The Klondike Fever: The Life and Death of the Last Great Gold Rush (Paperback)
In 1897 a grimy steamer docked in Seattle and set into epic motion the incredible succession of events that Pierre Berton's exhilarating The Klondike Fever chronicles in all its splendid and astonishing folly. For the steamer Portland bore two tons of pure Klondike gold. And immediately, the stampede north to Alaska began. Easily as many as 100,000 adventurers, dreamers, and would-be miners from all over the world struck out for the remote, isolated gold fields in the Klondike Valley, most of them in total ignorance of the long, harsh Alaskan winters and the territory's indomitable terrain. Less than a third of that number would complete the enormously arduous mountain journey to their destination. Some would strike gold. Berton's story belongs less to the few who would make their fortunes than to the many swept up in the gold mania, to often unfortunate effects and tragic ends. It is a story of cold skies and avalanches, of con men and gamblers and dance hall girls, of sunken ships, of suicides, of dead horses and desperate men, of grizzly old miners and millionaires, of the land its exploitation and revenge. It is a story of the human capacity to dream, and to endure.

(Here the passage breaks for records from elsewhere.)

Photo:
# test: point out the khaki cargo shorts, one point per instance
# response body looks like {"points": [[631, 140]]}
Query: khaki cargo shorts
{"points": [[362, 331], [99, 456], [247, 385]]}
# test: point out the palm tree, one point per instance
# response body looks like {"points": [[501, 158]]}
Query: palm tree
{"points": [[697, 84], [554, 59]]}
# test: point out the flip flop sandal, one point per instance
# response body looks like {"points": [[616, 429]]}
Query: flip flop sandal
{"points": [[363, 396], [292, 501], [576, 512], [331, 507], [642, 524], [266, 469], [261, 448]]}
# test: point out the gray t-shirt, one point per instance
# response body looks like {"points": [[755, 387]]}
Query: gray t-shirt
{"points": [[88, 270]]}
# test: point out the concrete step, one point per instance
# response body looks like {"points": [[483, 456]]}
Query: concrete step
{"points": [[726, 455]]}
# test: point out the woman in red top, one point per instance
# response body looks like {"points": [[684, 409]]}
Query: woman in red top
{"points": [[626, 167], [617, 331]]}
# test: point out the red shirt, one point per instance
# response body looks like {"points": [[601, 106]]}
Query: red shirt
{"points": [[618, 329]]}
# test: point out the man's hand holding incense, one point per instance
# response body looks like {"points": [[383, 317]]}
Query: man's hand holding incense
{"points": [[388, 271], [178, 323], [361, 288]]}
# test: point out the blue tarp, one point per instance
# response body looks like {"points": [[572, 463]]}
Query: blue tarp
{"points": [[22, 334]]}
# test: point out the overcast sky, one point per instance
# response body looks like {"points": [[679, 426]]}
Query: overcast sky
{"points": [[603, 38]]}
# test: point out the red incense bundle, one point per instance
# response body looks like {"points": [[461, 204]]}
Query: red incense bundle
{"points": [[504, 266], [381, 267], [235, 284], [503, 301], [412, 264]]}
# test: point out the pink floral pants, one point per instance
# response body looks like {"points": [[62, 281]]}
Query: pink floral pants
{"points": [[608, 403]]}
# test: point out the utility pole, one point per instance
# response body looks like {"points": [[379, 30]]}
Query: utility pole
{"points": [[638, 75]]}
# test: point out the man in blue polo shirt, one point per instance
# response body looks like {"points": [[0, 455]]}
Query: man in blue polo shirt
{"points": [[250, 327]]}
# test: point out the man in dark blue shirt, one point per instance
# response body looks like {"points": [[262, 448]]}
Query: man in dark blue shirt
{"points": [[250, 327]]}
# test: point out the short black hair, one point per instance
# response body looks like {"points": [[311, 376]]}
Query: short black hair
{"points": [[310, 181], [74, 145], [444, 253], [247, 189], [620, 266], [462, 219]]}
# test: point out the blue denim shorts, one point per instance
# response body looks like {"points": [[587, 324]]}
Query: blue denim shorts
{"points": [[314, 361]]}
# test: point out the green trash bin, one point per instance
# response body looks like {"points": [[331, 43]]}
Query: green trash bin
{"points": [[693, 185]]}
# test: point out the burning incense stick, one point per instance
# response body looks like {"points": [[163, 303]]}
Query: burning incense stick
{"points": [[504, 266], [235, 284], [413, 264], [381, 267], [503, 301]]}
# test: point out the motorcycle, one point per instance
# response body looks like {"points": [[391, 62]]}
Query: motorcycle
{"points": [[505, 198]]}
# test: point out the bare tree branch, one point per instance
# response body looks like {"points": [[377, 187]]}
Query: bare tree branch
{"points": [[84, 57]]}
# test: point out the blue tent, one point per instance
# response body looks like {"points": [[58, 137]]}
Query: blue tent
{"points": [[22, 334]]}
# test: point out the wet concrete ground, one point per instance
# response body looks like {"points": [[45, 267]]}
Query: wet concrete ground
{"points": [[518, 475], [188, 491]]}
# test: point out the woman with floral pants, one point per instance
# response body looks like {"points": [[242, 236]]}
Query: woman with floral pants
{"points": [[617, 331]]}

Prisoners of the North is Pierre Berton's fiftieth book. These include Klondike Fever, also available from Carroll & Graf; the New York Times bestseller, The Arctic Grail; Niagara; The Invasion of Canada; and Flames Across the Border. He received three Governor General's awards for non-fiction, two National Newspaper Awards, the Stephen Leacock Medal for Humour, and the National History Society's inaugural Pierre Berton Award. He was a member of the Newsman's Hall of Fame and a Companion of the Order of Canada and lived in Ontario until his death in 2005.